A qualidade questionável de grande parte dos cursos de ensino superior no Brasil não é novidade. São poucas as universidades brasileiras entre as melhores do mundo. Mesmo quando essas instituições entram em listas como a Times Higher Education, um dos principais rankings universitários do planeta, não se classificam nem entre as 100 primeiras. Isso influencia diretamente na formação de profissionais no país.
As críticas são em diferentes áreas. No direito, a Ordem dos Advogados do Brasil (OAB) rotineiramente questiona a expansão desenfreada de cursos — e divulga reprovação quase sempre acima de 80% em sua prova que permite o exercício da advocacia. Em administração, diz-se que as escolas brasileiras nasceram como as dos Estados Unidos, mas pararam no tempo. E em educação, a percepção é de formação muito teórica, filosófica e pouco prática, descolada da realidade escolar.
Evidentemente, a mudança de cenário em nossos cursos superiores depende de ajustes e estímulos. Mas nos cursos de pedagogia e licenciaturas, o problema é gritante. Afinal, professores formam todas as demais profissões. Os 2,2 milhões de docentes da educação básica no país ensinam 45 milhões de crianças e adolescentes todos os dias. Atualmente, de maneira acachapante, 65% destes professores sentem que a formação inicial que tiveram não foi adequada para o dia a dia em sala de aula.

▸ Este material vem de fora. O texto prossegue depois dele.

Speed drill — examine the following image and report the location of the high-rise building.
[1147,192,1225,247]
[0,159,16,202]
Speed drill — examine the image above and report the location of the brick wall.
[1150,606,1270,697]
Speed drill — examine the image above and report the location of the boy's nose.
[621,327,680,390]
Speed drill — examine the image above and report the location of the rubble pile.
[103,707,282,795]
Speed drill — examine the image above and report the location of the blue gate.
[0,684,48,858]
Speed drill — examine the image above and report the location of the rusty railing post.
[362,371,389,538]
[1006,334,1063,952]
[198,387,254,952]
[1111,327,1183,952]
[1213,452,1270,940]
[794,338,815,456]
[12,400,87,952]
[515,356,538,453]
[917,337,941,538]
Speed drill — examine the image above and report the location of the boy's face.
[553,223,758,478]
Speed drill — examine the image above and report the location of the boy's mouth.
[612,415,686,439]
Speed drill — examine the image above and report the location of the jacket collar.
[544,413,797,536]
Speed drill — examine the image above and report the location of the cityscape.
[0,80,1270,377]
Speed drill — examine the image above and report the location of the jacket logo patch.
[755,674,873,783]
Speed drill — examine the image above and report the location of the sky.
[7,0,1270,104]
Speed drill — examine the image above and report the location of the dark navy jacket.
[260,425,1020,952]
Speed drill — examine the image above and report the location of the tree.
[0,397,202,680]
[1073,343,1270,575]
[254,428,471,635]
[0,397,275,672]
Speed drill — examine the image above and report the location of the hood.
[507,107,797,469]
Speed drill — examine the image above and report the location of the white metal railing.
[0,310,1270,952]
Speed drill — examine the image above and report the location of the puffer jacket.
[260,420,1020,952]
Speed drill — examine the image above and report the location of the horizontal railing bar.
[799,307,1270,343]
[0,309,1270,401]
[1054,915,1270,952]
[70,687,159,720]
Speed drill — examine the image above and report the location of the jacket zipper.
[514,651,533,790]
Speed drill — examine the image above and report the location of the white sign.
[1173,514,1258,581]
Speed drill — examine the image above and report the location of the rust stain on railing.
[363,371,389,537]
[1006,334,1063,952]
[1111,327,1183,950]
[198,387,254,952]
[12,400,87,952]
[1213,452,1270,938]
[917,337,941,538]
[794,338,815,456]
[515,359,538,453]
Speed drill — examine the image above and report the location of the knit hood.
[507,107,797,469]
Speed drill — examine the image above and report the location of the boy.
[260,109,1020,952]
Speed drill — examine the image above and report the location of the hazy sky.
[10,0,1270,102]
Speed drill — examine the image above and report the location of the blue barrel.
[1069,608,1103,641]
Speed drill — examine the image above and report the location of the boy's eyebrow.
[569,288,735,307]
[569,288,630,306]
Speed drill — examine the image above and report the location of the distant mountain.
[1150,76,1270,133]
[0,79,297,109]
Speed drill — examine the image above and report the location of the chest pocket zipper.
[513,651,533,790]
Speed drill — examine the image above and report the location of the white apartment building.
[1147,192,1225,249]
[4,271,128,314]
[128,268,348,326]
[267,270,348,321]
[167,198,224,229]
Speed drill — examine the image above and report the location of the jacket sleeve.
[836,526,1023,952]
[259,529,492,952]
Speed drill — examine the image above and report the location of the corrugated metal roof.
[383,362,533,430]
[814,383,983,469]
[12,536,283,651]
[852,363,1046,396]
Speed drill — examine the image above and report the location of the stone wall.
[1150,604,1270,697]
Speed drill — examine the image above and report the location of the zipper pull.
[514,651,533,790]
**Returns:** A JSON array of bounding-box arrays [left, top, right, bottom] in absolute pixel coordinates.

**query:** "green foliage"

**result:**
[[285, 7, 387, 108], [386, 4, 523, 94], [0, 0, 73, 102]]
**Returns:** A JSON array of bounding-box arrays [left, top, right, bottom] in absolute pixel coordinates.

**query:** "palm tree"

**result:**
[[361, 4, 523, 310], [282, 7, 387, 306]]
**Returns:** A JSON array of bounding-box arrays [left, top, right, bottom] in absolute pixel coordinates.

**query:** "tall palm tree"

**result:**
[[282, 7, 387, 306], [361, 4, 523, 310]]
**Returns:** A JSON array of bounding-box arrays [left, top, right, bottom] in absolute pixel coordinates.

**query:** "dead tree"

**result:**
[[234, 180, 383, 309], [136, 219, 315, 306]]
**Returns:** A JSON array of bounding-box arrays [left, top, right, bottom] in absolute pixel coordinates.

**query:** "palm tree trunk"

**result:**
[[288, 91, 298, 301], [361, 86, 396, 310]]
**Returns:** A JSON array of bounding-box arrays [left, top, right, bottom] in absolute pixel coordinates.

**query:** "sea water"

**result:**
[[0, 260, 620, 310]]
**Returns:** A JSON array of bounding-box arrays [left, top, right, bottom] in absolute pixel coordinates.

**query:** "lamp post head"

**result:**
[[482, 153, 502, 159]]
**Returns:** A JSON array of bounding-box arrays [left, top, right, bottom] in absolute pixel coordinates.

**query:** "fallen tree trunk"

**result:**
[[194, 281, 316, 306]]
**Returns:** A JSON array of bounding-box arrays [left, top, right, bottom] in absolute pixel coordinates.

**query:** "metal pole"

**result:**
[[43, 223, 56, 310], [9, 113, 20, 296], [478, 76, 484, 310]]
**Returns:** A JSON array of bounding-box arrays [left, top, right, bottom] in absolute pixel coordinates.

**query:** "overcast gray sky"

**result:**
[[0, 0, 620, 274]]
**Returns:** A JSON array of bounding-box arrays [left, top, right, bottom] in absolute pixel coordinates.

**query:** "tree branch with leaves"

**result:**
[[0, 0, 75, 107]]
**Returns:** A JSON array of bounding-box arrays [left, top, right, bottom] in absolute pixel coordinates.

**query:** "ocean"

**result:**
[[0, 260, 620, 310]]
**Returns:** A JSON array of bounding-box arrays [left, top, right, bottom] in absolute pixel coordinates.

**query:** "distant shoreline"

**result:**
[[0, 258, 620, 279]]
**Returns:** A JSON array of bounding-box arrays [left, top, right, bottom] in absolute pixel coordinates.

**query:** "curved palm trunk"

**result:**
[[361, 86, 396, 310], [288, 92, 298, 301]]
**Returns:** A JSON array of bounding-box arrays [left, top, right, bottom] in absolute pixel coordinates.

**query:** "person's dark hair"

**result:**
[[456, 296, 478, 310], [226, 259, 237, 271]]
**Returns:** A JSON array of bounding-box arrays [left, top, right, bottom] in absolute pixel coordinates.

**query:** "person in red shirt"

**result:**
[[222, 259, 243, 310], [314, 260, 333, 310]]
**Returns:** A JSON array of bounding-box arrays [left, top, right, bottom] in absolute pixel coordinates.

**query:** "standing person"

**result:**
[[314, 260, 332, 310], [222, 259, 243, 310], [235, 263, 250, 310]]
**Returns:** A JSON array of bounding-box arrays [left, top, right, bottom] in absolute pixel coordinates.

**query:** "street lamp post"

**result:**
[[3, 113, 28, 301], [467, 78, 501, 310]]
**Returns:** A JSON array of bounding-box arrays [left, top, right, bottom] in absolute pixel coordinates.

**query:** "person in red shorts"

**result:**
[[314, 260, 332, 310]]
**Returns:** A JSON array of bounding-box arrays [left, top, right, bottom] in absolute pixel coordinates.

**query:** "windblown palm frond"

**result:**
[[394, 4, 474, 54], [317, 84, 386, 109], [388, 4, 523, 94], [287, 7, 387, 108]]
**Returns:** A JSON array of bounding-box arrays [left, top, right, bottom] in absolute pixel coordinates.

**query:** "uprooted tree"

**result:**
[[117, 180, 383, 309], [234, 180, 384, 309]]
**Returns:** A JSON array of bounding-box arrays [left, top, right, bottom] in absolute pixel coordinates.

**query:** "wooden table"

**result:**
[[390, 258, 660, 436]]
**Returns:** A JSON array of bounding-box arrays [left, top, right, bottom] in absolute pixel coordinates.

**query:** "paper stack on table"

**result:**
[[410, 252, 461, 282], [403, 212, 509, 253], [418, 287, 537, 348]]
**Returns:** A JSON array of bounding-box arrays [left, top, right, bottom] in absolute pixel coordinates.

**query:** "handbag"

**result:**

A pesquisa Retratos da Carreira Docente, realizada pelo Instituto Península com mais de 1.800 professores de todo país, chegou ao número aterrorizador de que praticamente sete em cada 10 professores brasileiros dizem que sua formação foi falha em relação aos desafios da sala de aula e das complexidades da sociedade atual. Ser professor é uma profissão desafiadora, que exige lidar com diferentes perfis de alunos, ritmos e estilos de aprendizado. Se não bastasse isso, 73% dos estudantes brasileiros estão na escola pública, historicamente mais vulnerável e exposta a problemas sociais mais graves.
Nos cursos de pedagogia e licenciatura de hoje, a didática e a prática são desvalorizadas. É aí que muitas perguntas ficam sem respostas. Como alfabetizar bem um aluno? Como garantir que cada criança aprenda, respeitando o seu ritmo? Como incluir crianças com deficiências? O que fazer quando um aluno está com fome ou traumatizado por maus-tratos? Muitos desses pontos foram, aliás, citados, na mesma pesquisa do Instituto Península, como dificuldades diárias dos professores.
O lado bom é que tal dificuldade não desanima os educadores. Eles sabem do desafio, mas querem avançar: 57% não pretendem mudar de carreira. Ainda na pesquisa, 77% dos docentes afirmam estar satisfeitos ou muito satisfeitos com a profissão e 78% se consideram importantes para os alunos, apesar da falta de reconhecimento, uma vez que 56% não acreditam que são valorizados por alunos, pais, colegas e sociedade.
Outro fator piorou a situação: a expansão do ensino a distância, que prevê prática, mas não de maneira condizente com a real necessidade, entre os professores. Em 2017, mais recente ano com dados disponíveis, quase dois terços dos novos universitários nos cursos de formação de professores se matricularam na modalidade EAD, segundo o Todos pela Educação. Para se formar médico, é obrigatório haver prática. Para ser piloto de avião é impensável só teoria. Engenharia, veterinária, enfermagem... por que a sociedade rejeita formação a distância para essas profissões e aceita que nossas crianças sejam formadas por profissionais que nunca pisaram em uma escola ou pouco praticaram em sua formação?
O docente não é apenas um transmissor de conhecimento, mas, sim, um mediador que precisa ensinar em variados contextos. Profissional mais estratégico da sociedade, o professor deve se desenvolver de maneira integral. É fundamental regular emoções, cuidar do corpo, refletir sobre crenças e valores, incentivar um ensino que vá além do ambiente escolar e incluir múltiplas perspectivas na atuação como docente. Sociedade, governo, famílias e educadores precisam atuar em conjunto para valorizar a profissão e oferecer as melhores ferramentas.
A qualidade da formação dos professores deve ser encarada como um marco para uma virada educacional no Brasil — e isso influenciará a formação de todas as demais profissões. Que 2020 sirva de largada para que, agora com a opinião dos próprios professores atestada, seja dada prioridade ao tema.